If I go back and think about which RPGs I came out of feeling good and which left me feeling like shit, this starts to make a little bit more sense.  For now let's generally classify RPGs as having enjoyable stories, enjoyable gameplay systems, or both.  In the case where the story suffers, I can still come out satisfied if the gameplay systems are super strong.  More often than not this means an action-based battle system where even if I have to grind or futz around a lot, the sheer act of battling is varied and enjoyable enough that I don't feel chuffed for "having" to do it.  Lightning Returns was a great example of a system that was just a joy to play, requiring competent management of both offense and defense with a great rhythm.  Titles in the Tales series feel pretty good to play as well, and even Chrono Trigger had a great sense of variety despite being turn-based.  If these games end pathetically, at least I don't regret having invested the time I did. (Chrono Trigger did not end pathetically.)

Something like Final Fantasy VII had what I'd classify as a very satisfying conclusion, which feels like it was more common in older titles.  It built to it strongly and left a great impact.  (Whether or not this is a FFVII pun is for the reader to decide.)  So while I definitely recall having to grind a lot, and while the battle system was pretty repetitive and not particularly engaging (especially playing in slow-motion on my garbage PC), I felt like it was worth the time invested in the end.
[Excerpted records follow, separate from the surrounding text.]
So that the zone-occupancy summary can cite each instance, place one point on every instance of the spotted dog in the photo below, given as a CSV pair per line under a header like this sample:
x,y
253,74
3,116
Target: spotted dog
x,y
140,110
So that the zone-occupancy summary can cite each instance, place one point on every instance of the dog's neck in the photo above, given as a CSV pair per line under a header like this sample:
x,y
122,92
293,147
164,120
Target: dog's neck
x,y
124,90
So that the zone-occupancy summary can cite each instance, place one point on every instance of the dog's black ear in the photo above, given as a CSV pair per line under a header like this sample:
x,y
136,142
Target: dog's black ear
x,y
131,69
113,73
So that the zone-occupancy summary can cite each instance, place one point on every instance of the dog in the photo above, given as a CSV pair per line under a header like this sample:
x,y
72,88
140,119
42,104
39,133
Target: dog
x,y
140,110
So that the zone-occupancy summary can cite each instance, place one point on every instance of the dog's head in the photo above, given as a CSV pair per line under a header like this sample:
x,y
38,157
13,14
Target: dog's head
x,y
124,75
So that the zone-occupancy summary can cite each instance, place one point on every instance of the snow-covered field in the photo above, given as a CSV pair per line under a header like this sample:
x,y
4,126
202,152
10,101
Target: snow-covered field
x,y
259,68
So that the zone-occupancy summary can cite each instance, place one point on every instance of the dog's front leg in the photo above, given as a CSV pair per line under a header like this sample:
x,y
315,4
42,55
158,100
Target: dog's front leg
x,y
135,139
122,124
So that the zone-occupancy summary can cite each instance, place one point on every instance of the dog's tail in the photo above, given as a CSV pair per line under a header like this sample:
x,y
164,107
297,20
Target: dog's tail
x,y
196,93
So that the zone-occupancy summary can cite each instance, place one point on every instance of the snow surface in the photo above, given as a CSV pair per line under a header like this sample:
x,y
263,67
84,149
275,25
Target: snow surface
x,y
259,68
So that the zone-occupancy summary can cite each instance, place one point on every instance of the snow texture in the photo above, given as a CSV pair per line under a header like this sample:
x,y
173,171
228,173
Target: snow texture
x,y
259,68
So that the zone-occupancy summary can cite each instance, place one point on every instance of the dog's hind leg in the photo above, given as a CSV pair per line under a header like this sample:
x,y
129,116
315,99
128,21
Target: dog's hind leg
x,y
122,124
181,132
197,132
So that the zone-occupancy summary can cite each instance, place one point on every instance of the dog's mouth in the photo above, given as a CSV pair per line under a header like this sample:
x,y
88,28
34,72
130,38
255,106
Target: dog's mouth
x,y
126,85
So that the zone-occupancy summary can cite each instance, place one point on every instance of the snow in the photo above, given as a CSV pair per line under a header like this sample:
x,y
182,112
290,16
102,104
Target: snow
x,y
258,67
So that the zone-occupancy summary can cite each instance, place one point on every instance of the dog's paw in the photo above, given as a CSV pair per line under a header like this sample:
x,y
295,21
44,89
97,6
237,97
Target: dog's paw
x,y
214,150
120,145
When the ending doesn't pay off and the gameplay isn't super fun on its own, though, that's the perfect storm of shit.  FFXV sure pissed me off with the tragic dumpster fire that passed for its plot and ultimate resolution, enough so that it actually overwhelmed a battle system that I kinda liked.  Xenoblade Chronicles X was maybe a more reasonable example, where I sure spent ages with a battle system that wasn't outrageously entertaining, miring myself in probably hundreds of repetitive sidequests, only to have the game end in a cliffhanger.  "Great."  It sure didn't help that Xenoblade also teased a lot of cool potential encounters for the post-game, but locked them behind effectively twenty additional levels of grinding I'd have to do with no more dangling plot to drive me forward.
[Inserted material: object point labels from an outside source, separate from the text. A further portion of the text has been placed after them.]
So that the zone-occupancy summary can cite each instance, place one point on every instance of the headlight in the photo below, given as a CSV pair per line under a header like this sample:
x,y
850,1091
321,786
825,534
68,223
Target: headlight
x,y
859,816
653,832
What's got me thinking about all this again is Octopath Traveler, released last week for the Switch.  I've played the demo, I'm super into the visuals and the music, and the package seems real polished.  But when I think about my experiences with RPGs historically, I worry about buying into something almost guaranteed to piss me off in the end.  Octopath seems like the successor to Bravely Default, a game I actually quit playing part of the way through because its plot wasn't engaging enough to overcome how staggeringly repetitive it was.  It was billed as a modern take on old-school RPGs, but I feel like the updates were largely superficial, leaving the remainder mired in grindey and shallow trappings.  Octopath could be following a similar path, with reviews mentioning the need to grind and a lot of doing the same kinds of things over and over again.
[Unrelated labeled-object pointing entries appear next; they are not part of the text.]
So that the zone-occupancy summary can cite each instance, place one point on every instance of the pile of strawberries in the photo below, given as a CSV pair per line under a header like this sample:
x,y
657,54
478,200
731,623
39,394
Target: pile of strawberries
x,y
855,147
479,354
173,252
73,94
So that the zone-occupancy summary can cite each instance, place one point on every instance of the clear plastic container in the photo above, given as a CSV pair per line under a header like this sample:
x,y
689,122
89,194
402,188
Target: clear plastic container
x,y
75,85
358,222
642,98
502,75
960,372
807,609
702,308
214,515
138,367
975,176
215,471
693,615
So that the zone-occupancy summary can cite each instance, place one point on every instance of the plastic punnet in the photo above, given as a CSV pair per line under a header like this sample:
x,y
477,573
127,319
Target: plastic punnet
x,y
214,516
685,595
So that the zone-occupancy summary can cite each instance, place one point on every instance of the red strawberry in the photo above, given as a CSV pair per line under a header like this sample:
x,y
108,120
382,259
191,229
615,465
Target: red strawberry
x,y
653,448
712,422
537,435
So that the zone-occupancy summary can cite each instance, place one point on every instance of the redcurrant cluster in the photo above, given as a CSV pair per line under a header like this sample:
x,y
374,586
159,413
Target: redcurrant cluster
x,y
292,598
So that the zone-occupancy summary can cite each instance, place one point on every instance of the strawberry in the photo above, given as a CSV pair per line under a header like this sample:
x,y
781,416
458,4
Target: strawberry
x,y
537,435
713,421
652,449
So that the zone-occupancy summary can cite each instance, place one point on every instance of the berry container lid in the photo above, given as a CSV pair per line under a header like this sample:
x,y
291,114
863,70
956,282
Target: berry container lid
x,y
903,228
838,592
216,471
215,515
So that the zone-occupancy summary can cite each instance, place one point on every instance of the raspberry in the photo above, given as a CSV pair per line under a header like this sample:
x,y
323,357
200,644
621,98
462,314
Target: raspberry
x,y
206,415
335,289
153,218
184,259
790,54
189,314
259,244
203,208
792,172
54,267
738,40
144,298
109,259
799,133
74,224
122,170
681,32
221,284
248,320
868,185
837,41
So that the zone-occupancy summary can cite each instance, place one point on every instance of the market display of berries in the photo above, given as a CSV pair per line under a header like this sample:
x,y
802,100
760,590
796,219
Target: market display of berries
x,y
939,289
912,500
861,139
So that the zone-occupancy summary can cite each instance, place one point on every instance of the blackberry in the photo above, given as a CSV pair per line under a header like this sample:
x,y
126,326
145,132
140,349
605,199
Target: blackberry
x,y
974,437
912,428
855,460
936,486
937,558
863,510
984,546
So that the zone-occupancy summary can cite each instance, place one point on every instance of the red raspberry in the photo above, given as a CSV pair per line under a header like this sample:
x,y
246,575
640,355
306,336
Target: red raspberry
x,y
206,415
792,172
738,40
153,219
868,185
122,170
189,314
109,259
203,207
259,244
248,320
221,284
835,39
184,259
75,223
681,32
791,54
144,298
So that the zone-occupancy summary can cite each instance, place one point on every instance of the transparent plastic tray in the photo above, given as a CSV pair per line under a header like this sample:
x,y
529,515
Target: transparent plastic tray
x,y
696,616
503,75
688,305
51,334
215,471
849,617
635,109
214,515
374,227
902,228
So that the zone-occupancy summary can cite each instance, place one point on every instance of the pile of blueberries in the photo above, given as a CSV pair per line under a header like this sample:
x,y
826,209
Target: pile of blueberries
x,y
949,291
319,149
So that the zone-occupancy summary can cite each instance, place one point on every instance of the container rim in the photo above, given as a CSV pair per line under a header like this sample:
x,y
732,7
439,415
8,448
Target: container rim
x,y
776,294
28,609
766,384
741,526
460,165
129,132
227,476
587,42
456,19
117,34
But a pleasant world, one well rendered, scored, and peopled, is one that I find alluring nonetheless.  I suspect I'll always struggle with this—some part of me wants to disappear into these RPG universes, into their fully-realized settings that you only get glimpses of in games belonging to different genres.  These deep dives with their cultures and histories, with their globetrotting plots that promise intrigue and drama.  As a Nintendo Guy most of what I play is still very gameplay-focused—it's what made me so glib about FF7 back when RPGs seemed like such an absurd prospect.  I bet I pursue these kinds of experiences now almost as a counterpoint, and that gameplay proclivity likely fuels my reflexive backlash when a jaunt into the more story-heavy realm ends up poorly realized.

Ultimately whether I pick up Octopath is still in the air—I've got so much else to play and do that it's conceivable I just won't get around to it before I lose interest in the prospect.  But I'm sure to return to this debate in the future.  When it comes to this damn genre I just can't help myself.